Brain Dead

Lately, I have been feeling brain dead.  I hate it when that happens. This morning when I sat down to write a blog entry, nothing came out at all, so I decided to write on that.  I tend to feel that my brain functioning is somehow related to my state of well-being.  When I have stuff pouring into my head—like song lyrics maybe—or something I want  to say in class, or like this open Letter to the Guv that I was composing in my head a few days back, I tend to feel that while I am far from a-ok I am at least not in agony.

And I have wondered for a long time why I have, at least in the past, actually received some relief, in moments of depression, by reading the abstruse and incomprehensible work of somebody like Hegel and feeling at least a momentary uplift at managing to noodle something out of it.  When depressed, I doubt few people would turn to Hegel as a pick-me-up or to JP Sartre’s Being and Nothingness which I noodled all the way through during my period many years ago of maximum depression. Along with of course Heidegger’s Being and Time, though that goes without saying.

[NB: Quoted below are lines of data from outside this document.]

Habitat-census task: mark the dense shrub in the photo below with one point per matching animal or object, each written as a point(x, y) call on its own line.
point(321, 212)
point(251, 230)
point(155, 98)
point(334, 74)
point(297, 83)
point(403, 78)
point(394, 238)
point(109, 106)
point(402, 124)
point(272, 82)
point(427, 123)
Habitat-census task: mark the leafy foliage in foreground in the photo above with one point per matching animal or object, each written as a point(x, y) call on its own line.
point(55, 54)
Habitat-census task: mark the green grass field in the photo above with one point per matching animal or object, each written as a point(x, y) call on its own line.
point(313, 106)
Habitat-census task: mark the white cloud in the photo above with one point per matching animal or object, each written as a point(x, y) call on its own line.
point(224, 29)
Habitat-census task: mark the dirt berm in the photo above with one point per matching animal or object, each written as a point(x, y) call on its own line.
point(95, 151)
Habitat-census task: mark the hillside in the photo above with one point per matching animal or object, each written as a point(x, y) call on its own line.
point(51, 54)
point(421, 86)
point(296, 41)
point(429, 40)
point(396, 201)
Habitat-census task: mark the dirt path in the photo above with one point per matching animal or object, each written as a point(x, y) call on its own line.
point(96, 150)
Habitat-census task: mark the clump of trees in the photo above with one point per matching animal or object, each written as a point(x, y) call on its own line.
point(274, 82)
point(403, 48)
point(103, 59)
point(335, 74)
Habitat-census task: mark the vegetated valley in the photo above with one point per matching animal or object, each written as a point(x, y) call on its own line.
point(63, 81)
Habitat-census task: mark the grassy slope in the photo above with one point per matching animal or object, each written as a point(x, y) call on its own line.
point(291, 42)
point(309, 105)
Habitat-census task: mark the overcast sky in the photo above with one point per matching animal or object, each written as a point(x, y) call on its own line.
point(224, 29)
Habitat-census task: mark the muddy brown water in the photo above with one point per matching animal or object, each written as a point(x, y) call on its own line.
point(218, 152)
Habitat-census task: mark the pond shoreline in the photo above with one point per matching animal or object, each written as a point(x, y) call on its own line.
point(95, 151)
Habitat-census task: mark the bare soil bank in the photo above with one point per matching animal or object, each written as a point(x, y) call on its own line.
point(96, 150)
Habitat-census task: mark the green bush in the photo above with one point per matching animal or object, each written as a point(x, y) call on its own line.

Sometimes when I start expressing myself somewhat hatefully about Joan to my shrink, she sees fit to remind me that after all I did get something from here: brains genetically speaking.  Not that WB was un-smart.  But Joan had less of the practical brain and more of the speculative kind that might help a person do well in school.

 But I think there’s more to it than that.  The psychoanalyst, DW Winnicott speculates on the “mind as object.”  Since Freud at least psychoanalysts have been interested in what might be called the “varieties of thought” and the psychological purposes these might serve.  I do believe Freud felt philosophers tended to be very obsessive; and another psychoanalyst suggests that Descartes’ “I think therefore I am” was the utterance of a person suffering a major collapse in his “sense of reality.” Perhaps more technically “disassociation” and “de-personalization.”  In all likelihood Descartes was of the schzoid type and had, along these lines, a great deal in common with Robespierre.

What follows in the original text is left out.